Modeling of the power cable production line

Abstract

During the manufacturing of a power cable insulated with the cross-linkable polyethylene, the hot polymer is applied to the conductor by extrusion, below temperatures of the rapid cross-linking. The coated cable passes into a high-pressure tube (filled with nitrogen under the pressure of 10 bar) in order to heat up the insulation to temperatures at which the cross-linking agent is highly active. This is the continuous vulcanization (CV) tube. Changes of process variables associated with the CV tube can cause changes in the physical properties, the aging characteristics, and especially the heat resistance of the cable insulation. Performance of insulating compounds in this area of the cross-linking process can determine maximum output rates of a power cable manufacturing facility. The mathematical model describes cross-linking process in the vulcanization tube, which is in fact a tubular reactor. In the vulcanization tube heat is transferred by convection, conduction and radiation. Also, the reaction heat is liberated by the chemical reaction and the heat balance describes all four impacts. Formal part of the mathematical model is a material balance that describes the reactions kinetics.

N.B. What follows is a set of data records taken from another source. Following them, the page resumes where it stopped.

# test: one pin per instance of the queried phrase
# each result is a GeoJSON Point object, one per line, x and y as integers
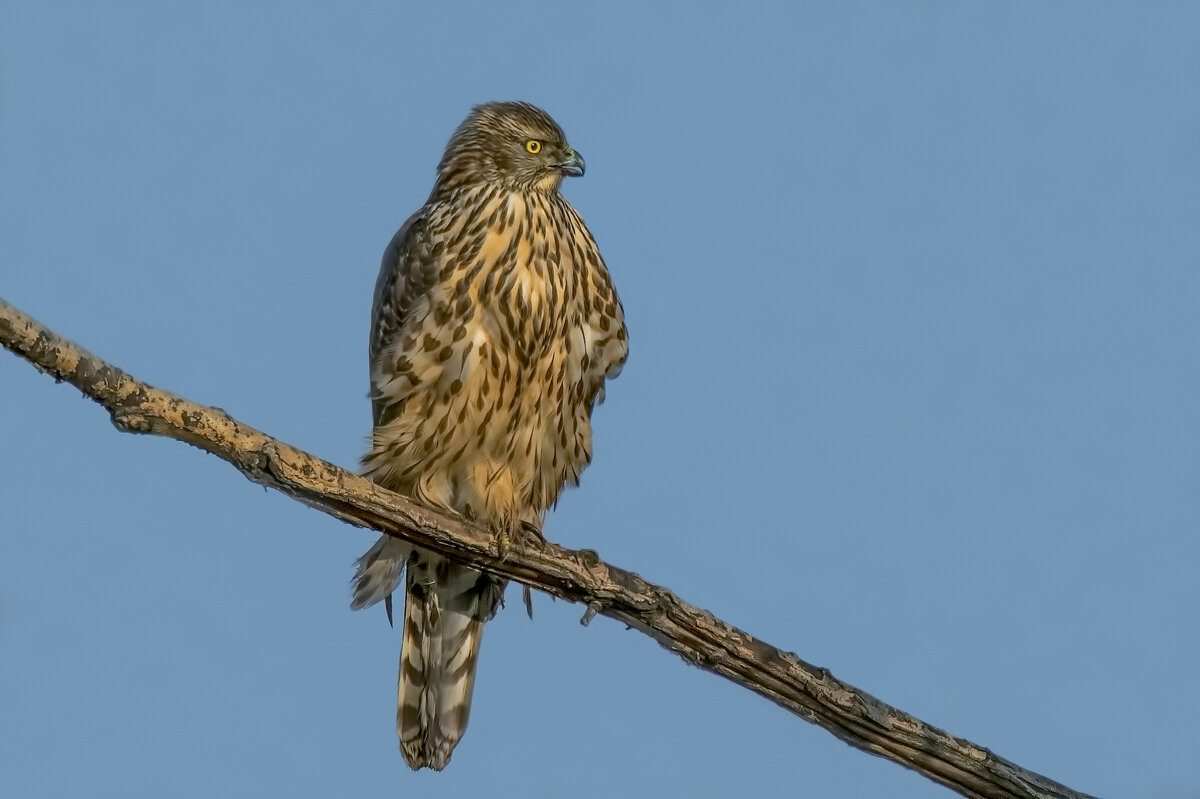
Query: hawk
{"type": "Point", "coordinates": [493, 329]}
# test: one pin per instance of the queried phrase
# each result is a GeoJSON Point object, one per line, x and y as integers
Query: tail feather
{"type": "Point", "coordinates": [445, 607]}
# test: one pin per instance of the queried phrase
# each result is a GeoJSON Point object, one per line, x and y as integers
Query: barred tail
{"type": "Point", "coordinates": [445, 607]}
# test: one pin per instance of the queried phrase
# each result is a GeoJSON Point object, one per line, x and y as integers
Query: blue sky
{"type": "Point", "coordinates": [913, 388]}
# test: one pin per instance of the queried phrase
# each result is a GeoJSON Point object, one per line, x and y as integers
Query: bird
{"type": "Point", "coordinates": [493, 330]}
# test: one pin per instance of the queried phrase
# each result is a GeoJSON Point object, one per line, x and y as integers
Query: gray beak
{"type": "Point", "coordinates": [573, 166]}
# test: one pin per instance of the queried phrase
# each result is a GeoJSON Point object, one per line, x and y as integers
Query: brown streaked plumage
{"type": "Point", "coordinates": [493, 330]}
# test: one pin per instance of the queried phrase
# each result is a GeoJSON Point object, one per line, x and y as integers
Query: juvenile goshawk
{"type": "Point", "coordinates": [493, 329]}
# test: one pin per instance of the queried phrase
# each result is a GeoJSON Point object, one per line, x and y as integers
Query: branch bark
{"type": "Point", "coordinates": [580, 576]}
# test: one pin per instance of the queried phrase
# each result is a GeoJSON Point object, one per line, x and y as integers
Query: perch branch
{"type": "Point", "coordinates": [580, 576]}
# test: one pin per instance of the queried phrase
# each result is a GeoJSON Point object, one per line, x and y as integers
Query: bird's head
{"type": "Point", "coordinates": [514, 144]}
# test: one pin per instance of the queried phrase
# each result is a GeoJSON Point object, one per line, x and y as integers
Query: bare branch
{"type": "Point", "coordinates": [695, 635]}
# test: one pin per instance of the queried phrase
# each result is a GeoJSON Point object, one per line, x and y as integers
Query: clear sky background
{"type": "Point", "coordinates": [913, 293]}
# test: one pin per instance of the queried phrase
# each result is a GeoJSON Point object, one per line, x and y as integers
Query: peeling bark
{"type": "Point", "coordinates": [580, 576]}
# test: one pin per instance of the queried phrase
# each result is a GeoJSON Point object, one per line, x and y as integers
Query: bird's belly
{"type": "Point", "coordinates": [487, 431]}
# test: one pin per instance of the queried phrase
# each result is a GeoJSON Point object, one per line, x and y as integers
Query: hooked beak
{"type": "Point", "coordinates": [573, 166]}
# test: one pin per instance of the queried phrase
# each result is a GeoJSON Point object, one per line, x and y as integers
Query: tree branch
{"type": "Point", "coordinates": [580, 576]}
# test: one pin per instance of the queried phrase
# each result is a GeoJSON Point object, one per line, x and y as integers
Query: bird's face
{"type": "Point", "coordinates": [514, 144]}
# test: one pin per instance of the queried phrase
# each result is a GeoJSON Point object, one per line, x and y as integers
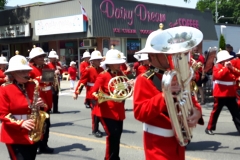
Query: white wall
{"type": "Point", "coordinates": [231, 35]}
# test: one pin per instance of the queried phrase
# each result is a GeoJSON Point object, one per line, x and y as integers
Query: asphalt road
{"type": "Point", "coordinates": [71, 136]}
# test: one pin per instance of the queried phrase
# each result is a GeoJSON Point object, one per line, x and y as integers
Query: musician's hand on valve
{"type": "Point", "coordinates": [57, 72]}
{"type": "Point", "coordinates": [228, 64]}
{"type": "Point", "coordinates": [193, 119]}
{"type": "Point", "coordinates": [130, 82]}
{"type": "Point", "coordinates": [175, 87]}
{"type": "Point", "coordinates": [40, 103]}
{"type": "Point", "coordinates": [28, 124]}
{"type": "Point", "coordinates": [75, 96]}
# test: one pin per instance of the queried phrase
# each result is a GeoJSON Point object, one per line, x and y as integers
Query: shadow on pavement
{"type": "Point", "coordinates": [205, 145]}
{"type": "Point", "coordinates": [71, 147]}
{"type": "Point", "coordinates": [67, 112]}
{"type": "Point", "coordinates": [229, 133]}
{"type": "Point", "coordinates": [128, 131]}
{"type": "Point", "coordinates": [61, 124]}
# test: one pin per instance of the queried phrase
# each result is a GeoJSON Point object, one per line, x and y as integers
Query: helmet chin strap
{"type": "Point", "coordinates": [157, 58]}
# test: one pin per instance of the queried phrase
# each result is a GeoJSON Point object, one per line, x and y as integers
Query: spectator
{"type": "Point", "coordinates": [72, 71]}
{"type": "Point", "coordinates": [229, 48]}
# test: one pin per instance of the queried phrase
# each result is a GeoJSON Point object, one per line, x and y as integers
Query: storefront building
{"type": "Point", "coordinates": [61, 26]}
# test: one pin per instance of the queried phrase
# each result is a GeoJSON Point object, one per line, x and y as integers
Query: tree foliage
{"type": "Point", "coordinates": [230, 9]}
{"type": "Point", "coordinates": [222, 42]}
{"type": "Point", "coordinates": [2, 3]}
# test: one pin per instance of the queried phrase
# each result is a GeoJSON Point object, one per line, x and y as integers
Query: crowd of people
{"type": "Point", "coordinates": [36, 84]}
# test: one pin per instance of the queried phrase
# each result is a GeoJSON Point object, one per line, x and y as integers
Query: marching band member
{"type": "Point", "coordinates": [16, 99]}
{"type": "Point", "coordinates": [125, 68]}
{"type": "Point", "coordinates": [3, 63]}
{"type": "Point", "coordinates": [88, 79]}
{"type": "Point", "coordinates": [202, 78]}
{"type": "Point", "coordinates": [150, 107]}
{"type": "Point", "coordinates": [111, 113]}
{"type": "Point", "coordinates": [37, 63]}
{"type": "Point", "coordinates": [53, 64]}
{"type": "Point", "coordinates": [144, 64]}
{"type": "Point", "coordinates": [136, 64]}
{"type": "Point", "coordinates": [224, 91]}
{"type": "Point", "coordinates": [72, 72]}
{"type": "Point", "coordinates": [236, 63]}
{"type": "Point", "coordinates": [82, 66]}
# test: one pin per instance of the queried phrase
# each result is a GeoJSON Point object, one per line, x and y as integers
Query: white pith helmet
{"type": "Point", "coordinates": [72, 62]}
{"type": "Point", "coordinates": [53, 54]}
{"type": "Point", "coordinates": [36, 51]}
{"type": "Point", "coordinates": [18, 63]}
{"type": "Point", "coordinates": [137, 56]}
{"type": "Point", "coordinates": [148, 47]}
{"type": "Point", "coordinates": [86, 54]}
{"type": "Point", "coordinates": [223, 55]}
{"type": "Point", "coordinates": [122, 55]}
{"type": "Point", "coordinates": [96, 55]}
{"type": "Point", "coordinates": [113, 56]}
{"type": "Point", "coordinates": [3, 60]}
{"type": "Point", "coordinates": [143, 57]}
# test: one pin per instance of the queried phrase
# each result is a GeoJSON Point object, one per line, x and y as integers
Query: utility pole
{"type": "Point", "coordinates": [216, 13]}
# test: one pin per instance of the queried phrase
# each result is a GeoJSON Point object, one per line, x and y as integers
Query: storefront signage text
{"type": "Point", "coordinates": [131, 31]}
{"type": "Point", "coordinates": [185, 22]}
{"type": "Point", "coordinates": [15, 31]}
{"type": "Point", "coordinates": [108, 8]}
{"type": "Point", "coordinates": [69, 24]}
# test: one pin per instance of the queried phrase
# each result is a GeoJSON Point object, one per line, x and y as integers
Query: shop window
{"type": "Point", "coordinates": [133, 45]}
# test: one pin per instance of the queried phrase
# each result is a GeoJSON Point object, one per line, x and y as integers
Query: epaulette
{"type": "Point", "coordinates": [88, 67]}
{"type": "Point", "coordinates": [104, 71]}
{"type": "Point", "coordinates": [6, 84]}
{"type": "Point", "coordinates": [148, 74]}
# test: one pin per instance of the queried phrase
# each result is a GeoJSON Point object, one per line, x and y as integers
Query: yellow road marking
{"type": "Point", "coordinates": [104, 142]}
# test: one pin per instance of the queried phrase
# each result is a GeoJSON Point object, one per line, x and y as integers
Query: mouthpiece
{"type": "Point", "coordinates": [27, 77]}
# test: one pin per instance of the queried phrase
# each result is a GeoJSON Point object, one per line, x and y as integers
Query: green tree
{"type": "Point", "coordinates": [222, 42]}
{"type": "Point", "coordinates": [230, 9]}
{"type": "Point", "coordinates": [3, 3]}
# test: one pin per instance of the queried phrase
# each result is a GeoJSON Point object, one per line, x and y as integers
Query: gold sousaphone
{"type": "Point", "coordinates": [118, 89]}
{"type": "Point", "coordinates": [176, 43]}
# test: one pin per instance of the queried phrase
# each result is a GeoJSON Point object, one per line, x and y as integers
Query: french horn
{"type": "Point", "coordinates": [176, 43]}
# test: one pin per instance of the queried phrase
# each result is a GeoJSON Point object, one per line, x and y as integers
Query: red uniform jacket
{"type": "Point", "coordinates": [123, 68]}
{"type": "Point", "coordinates": [2, 76]}
{"type": "Point", "coordinates": [72, 71]}
{"type": "Point", "coordinates": [88, 79]}
{"type": "Point", "coordinates": [45, 87]}
{"type": "Point", "coordinates": [135, 66]}
{"type": "Point", "coordinates": [142, 69]}
{"type": "Point", "coordinates": [83, 65]}
{"type": "Point", "coordinates": [14, 103]}
{"type": "Point", "coordinates": [223, 75]}
{"type": "Point", "coordinates": [108, 109]}
{"type": "Point", "coordinates": [150, 108]}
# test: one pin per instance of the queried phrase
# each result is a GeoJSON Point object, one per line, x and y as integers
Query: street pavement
{"type": "Point", "coordinates": [70, 135]}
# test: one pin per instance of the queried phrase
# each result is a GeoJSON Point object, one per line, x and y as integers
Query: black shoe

Heat and mole balance are connected with reaction rate and mathematically present a system of partial differential equations which will be numerically solved for chosen boundary conditions, both for the reaction part and for the cooling part of a process. On the basis of the real process parameters and the presented mathematical model simulation of the process was conducted. From the presented simulation the optimal process parameters such as process temperatures, cable linear velocity ( u) and cable cooling properties of CV line are predicted and evaluated.